Mettre en avant des "symboles"

Un autre élément détermine le parcours d'une manifestation: les quartiers et lieux emblématiques qui le ponctuent. Le trajet allant de la place de la République jusqu'à celle de la Nation, en passant par la place de la Bastille, est pour cela particulièrement prisé à gauche.

"On passe devant des symboles, des statues associées au mouvement républicain", explique l'historien et sociologue.

Certains manifestants grimpent parfois sur la statue de la place de la République, y dansent et chantent des slogans. Une façon de "s'approprier un symbole républicain", suggère-t-il.

Pour les mobilisations de droite, on privilégie plutôt le quartier de Montparnasse, associé au sud parisien, plus bourgeois, quand l'extrême droite se retrouve devant la statue de Jeanne d'Arc place des Pyramides (1er arrondissement), une figure historique que le Rassemblement national aime particulièrement célébrer.

Une "ritualisation" des lieux

Le chercheur estime qu'une forme de "ritualisation" s'instaure chez certaines organisations qui prévoient des manifestations parcourant les même lieux, par simple habitude.

"Il n'y a rien d'inéluctable", rappelle-t-il cependant.

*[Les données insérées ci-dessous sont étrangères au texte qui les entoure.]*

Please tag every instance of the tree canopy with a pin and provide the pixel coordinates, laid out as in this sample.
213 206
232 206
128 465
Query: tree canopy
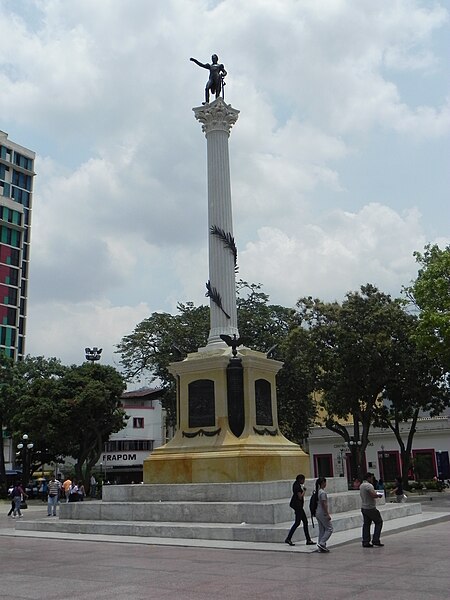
430 294
66 411
352 351
163 338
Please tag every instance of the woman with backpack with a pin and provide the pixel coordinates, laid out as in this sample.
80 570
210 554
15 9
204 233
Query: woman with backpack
297 502
18 494
323 515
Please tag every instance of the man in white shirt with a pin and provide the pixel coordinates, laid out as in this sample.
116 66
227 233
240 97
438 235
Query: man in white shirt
370 512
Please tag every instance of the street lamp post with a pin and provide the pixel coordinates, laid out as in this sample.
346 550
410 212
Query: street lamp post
92 354
341 454
383 463
25 447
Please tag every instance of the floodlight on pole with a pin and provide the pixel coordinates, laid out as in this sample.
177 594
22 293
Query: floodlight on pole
92 354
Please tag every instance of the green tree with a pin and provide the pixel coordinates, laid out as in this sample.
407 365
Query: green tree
430 294
90 397
296 382
418 385
352 346
163 338
160 340
68 411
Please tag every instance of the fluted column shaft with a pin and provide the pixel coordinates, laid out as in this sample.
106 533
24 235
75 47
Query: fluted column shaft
217 119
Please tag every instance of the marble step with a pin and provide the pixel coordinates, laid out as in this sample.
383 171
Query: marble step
266 512
246 532
213 492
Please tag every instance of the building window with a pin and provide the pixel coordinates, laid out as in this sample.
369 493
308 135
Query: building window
127 445
323 465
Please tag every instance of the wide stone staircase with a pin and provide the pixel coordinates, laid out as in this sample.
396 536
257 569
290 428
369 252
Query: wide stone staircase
236 512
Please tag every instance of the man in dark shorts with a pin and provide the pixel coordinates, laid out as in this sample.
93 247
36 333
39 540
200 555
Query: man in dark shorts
297 502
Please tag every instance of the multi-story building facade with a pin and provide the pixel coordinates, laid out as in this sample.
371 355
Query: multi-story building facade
330 456
16 199
123 457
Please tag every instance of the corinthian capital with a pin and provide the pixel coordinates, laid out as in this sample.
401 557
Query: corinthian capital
216 116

La grande mobilisation dite de l'école libre en 1984, lancée par la droite, avait ainsi choisi de se rendre place de la Bastille, associée à la gauche, tandis que celle visant à défendre l'école publique, un mouvement marqué à gauche, avait eu lieu dans le quartier de Montparnasse, prisé par la droite.

"On évite les lieux de pouvoir"

Parfois, certains organisateurs doivent revoir leur plan. "Il arrive qu'on ait des refus (de la préfecture)", explique un représentant de FO. Les raisons sont d'ordre sécuritaire principalement, notamment en raison de la présence de commerces.

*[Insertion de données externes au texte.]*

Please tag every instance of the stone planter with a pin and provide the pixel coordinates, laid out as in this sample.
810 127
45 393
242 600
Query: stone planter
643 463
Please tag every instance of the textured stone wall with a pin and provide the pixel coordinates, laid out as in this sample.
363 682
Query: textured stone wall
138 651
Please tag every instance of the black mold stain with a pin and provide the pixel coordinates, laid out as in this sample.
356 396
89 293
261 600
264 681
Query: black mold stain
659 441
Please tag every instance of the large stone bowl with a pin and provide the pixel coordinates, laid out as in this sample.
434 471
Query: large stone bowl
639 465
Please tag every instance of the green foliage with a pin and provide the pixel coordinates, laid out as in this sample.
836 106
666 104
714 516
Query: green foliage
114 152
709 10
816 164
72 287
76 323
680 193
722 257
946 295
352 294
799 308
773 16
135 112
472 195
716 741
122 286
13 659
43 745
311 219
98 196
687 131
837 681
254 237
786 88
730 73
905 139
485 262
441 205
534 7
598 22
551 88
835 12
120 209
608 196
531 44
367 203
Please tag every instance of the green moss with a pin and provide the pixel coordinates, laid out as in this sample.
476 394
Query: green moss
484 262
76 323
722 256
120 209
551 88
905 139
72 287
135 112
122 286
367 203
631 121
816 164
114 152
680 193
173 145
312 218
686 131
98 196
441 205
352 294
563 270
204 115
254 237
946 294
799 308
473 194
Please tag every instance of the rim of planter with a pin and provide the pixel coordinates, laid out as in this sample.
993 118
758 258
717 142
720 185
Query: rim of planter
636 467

À Paris, l'avenue des Champs-Élysées est typiquement réservée au défilé du 14-Juillet et aux célébrations du Nouvel An. Le reste du temps, aucune manifestation autorisée ne s'y déroule.

"On évite les lieux de pouvoir comme l'Élysée ou Matignon", assure Laurent Frajerman, à la fois pour la dimension sécuritaire, mais aussi pour le symbole.

À plusieurs reprises ces dernières années, des lycéens ont ainsi tenté de manifester devant le domicile du chef de l'État, mais "ils ont toujours été bloqués par la police", rappelle-t-il.

Les ronds-points, un lieu inédit

Lancé fin 2018, le mouvement des gilets jaunes vient bousculer l'ordre établi en choisissant d'adopter le rond-point comme principal lieu de mobilisation.

"C'était une très grande innovation de la part de personnes non socialisées aux manifestations classiques et une façon de mettre en avant les périphéries", souligne le chercheur.

L'historien rappelle que ce type de protestation, non déclaré à l'avance en préfecture, s'est cependant souvent soldé par des actes de violence avec les forces de l'ordre. "D'une certaine façon, ils ont montré qu'il valait mieux jouer le jeu des manifestations", estime-t-il.